The Holiday Diet

It’s that wonderful time of the year again! Time with loved one’s is the best part of the holiday
season, and a time that most of us always look forward too. It is a typically a festive and happy time and
there are many things that come with it. Two of those are a busy schedule and a lot of really great food.
Those of us that try to keep a healthy life style normally dread that part of the holidays. But, honestly,
it really isn’t necessary. There are a quite a few great strategies that will allow you to have your pie and
eat it too.

The first is exercise. I know, but you’re busier during the holidays and you don’t have
time…..Sure you do. You may just need to makes some adjustments. If you do have the time to continue
your full workouts, it is probably the single best thing that you can do during the holidays. But, if like
most, your schedule is tight, then simply shorten your workouts to the 3-4 most important/effective
things. Here are a few suggestions:

Squats, squats, squats- they are a tremendous exercise that work your entire body

Chin-ups, even if you need assistance

Push-ups

Try to get to max HR twice per week. Interval training is a great way to do this and if you do
it correctly you can be done with your workout in about 10 minutes.
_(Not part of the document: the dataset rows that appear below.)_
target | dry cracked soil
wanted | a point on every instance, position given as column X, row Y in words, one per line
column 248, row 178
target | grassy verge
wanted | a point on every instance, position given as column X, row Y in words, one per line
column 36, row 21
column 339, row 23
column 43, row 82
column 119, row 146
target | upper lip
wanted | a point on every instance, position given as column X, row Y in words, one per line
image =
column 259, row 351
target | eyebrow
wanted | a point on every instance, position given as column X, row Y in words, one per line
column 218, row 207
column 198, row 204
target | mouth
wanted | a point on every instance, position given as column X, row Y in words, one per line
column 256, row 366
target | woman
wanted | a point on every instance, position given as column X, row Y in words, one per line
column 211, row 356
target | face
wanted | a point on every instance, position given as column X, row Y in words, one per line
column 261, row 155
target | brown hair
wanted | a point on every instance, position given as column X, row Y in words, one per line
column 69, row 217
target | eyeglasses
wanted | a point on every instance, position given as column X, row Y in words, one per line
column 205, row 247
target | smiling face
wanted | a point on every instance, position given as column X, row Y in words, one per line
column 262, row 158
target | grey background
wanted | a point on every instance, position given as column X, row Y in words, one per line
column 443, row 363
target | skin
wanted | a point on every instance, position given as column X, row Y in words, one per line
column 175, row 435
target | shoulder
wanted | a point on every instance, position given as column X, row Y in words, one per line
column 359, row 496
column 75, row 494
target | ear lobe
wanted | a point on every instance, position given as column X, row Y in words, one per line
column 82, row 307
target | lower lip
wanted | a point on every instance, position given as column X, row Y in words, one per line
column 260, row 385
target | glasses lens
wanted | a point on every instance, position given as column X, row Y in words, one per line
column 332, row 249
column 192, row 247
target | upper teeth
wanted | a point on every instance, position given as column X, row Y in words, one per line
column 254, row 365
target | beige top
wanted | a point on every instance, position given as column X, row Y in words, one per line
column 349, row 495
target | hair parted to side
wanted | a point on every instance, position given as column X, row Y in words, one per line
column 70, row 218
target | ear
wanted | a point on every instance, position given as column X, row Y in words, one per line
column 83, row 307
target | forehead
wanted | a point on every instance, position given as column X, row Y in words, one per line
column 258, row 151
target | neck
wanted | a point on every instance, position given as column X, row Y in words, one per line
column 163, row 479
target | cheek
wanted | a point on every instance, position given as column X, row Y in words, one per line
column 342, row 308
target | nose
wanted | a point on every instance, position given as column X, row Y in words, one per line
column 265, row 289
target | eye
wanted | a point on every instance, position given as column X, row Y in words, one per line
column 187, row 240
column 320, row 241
Try 40 second of squat
jumps, 20 seconds of chin-ups and 20 seconds of push-ups then rest 40 seconds and repeat
until you reach HR max.

Park your car in the parking place as far from the door of the shopping center as possible.
You will get your walking in, you will get some grip work in (grip strength is highly correlated
with risk of disability later in life), and it will encourage you to by smaller (and fewer) gifts

DO NOT SKIP YOUR WORKOUT ON A PARTY DAY. Even if you just walk for 30 minutes the
day of a party, it will help offset the effects of the food…and the beverages.
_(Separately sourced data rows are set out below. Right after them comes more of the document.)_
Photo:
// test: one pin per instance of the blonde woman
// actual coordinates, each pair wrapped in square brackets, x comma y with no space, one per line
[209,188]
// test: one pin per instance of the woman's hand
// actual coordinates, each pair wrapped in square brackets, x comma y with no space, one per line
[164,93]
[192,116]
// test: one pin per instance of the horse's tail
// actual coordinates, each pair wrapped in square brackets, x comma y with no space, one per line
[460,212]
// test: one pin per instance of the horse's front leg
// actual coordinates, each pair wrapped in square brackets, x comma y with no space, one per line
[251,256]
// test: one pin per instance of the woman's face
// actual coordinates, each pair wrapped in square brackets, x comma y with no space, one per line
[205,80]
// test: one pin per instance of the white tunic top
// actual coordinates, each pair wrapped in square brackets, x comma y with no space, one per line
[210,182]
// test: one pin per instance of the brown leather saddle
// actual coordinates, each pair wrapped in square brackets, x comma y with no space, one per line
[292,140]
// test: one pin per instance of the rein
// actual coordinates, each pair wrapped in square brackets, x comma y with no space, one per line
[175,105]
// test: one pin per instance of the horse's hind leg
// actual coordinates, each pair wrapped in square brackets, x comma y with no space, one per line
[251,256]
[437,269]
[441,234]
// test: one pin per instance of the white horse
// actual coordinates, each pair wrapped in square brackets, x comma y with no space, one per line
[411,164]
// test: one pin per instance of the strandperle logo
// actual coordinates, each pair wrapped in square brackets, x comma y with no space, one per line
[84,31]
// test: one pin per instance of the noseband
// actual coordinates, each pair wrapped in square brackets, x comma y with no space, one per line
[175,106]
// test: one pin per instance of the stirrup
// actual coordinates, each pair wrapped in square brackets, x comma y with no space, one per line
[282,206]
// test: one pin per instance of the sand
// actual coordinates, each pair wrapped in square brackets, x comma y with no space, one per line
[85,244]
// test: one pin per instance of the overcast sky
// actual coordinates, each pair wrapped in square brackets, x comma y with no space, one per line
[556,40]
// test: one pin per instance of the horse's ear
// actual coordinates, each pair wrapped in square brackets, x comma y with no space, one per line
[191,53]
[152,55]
Save your cheat days for holiday parties. If you have two that week, pick the one that will have
the best food to use for your cheat day. For the party that is the cheat day, pretty much anything is fair
game (especially if you had a hard workout that day). Do not skip any meals before the party, as this
will make even more ravenous for those bad foods and you’ll end up gorging yourself at the party. In
fact, try having a healthy snack like a piece of turkey with a handful of raw carrots and some guacamole
before you leave for the party. But for the others, there are a few rules:

1. Do not skip any meals before the party, as this will make even more ravenous for those bad
foods and you’ll end up gorging yourself at the party. In fact, try having a healthy snack like
a piece of turkey with a handful of raw carrots and some guacamole before you leave for
the party

2. Use a desert plate as your plate the entire night. If anyone asks, just tell that you like little
plates because they make you feel bigger. All jokes aside, a simple “I am just watching my
weight” will suffice for most. Don’t let those that won’t accept that answer, sabotage your
health with their own.

3. You can make as many rounds as necessary with the desert plate but keep the first two
rounds to meat and vegetables only.

4. After the first two rounds, if you still want the desert, decide which looks like the best
reward for your discipline and try to stick with just the one desert. This will help you get full
before you get to the foods that you shouldn’t eat as much of and will help you cut down on
the damaging effects.

There is only one other rule…GO ENJOY YOUR SELF! And have a great Holiday season!